As always... Nice post Rand.
As someone above in these comments said - fix the pic so we don't need special glasses to see the search queries ;-)
Another thing that probably is pretty new to the americans is that Google has bought the mini-blogg/social network site Jaiku (jaiku.com). If you're good in SEO you would probably see how this service not only is a good social network, but can also help you in optimization and link building.
For you who don't know what Jaiku is - check it out! It's closed for new users, but if you want to be a member - send me a mail and i'll invite you, got some more invitations for you...

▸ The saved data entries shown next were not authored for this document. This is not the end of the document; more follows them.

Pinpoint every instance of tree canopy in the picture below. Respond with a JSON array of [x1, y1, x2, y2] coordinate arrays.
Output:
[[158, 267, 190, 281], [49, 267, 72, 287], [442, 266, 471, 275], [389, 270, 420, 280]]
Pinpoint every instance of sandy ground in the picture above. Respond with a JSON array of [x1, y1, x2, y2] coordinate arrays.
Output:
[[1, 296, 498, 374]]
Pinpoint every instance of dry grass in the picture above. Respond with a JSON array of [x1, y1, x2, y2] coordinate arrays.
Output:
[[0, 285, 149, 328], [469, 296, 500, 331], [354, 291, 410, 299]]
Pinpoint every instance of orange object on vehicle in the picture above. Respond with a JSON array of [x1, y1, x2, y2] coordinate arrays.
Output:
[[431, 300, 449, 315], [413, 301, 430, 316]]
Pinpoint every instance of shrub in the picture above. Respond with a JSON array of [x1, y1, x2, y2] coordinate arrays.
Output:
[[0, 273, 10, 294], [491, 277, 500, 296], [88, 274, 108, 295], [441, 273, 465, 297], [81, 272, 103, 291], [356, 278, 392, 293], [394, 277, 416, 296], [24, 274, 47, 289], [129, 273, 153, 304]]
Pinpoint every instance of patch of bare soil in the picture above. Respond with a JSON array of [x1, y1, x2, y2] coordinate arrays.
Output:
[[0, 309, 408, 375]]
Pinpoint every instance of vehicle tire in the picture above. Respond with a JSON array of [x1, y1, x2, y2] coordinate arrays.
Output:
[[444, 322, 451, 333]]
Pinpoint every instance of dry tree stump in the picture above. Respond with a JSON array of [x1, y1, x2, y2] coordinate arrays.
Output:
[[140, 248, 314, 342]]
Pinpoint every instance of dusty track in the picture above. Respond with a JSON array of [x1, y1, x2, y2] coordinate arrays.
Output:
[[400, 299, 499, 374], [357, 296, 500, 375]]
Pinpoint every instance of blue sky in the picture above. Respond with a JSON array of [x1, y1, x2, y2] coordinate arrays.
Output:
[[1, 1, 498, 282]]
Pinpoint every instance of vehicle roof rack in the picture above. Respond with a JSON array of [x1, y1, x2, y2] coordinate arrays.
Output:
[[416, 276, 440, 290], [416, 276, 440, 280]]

These posts are extremely useful - even though we *do* a lot of this stuff, there is always something off-the-radar that we *should* be doing.
-OT
I agree it is time for me and most all authors of such guides to review what has been written one, two even three years ago. Many of these posts now rank well in the search engines and many stumble into them from forum, blog, message board links. They take the advicelisted as accurate truth when in fact it could be very outdated.
Good post.
I think it would add a lot to the article if you added a small introduction explaining the differents roles of SEM (organic search engine optimisation of a web site, keyword analysis, competitive analysis, link building & social media marketing, etc.).
A lot of my customers thinks that all that needs to be done to rank sucessfully is to choose the right keywords and refuses to pay for basic organic search engine optimisation of their site.
BTW, if this information is somewhere else in the guide, just disregard this comment.
rand, if i put up a pic of me smoking my pipe will you link to me?
You have to do that WHILE wearing a bikini. That's what I did and it worked!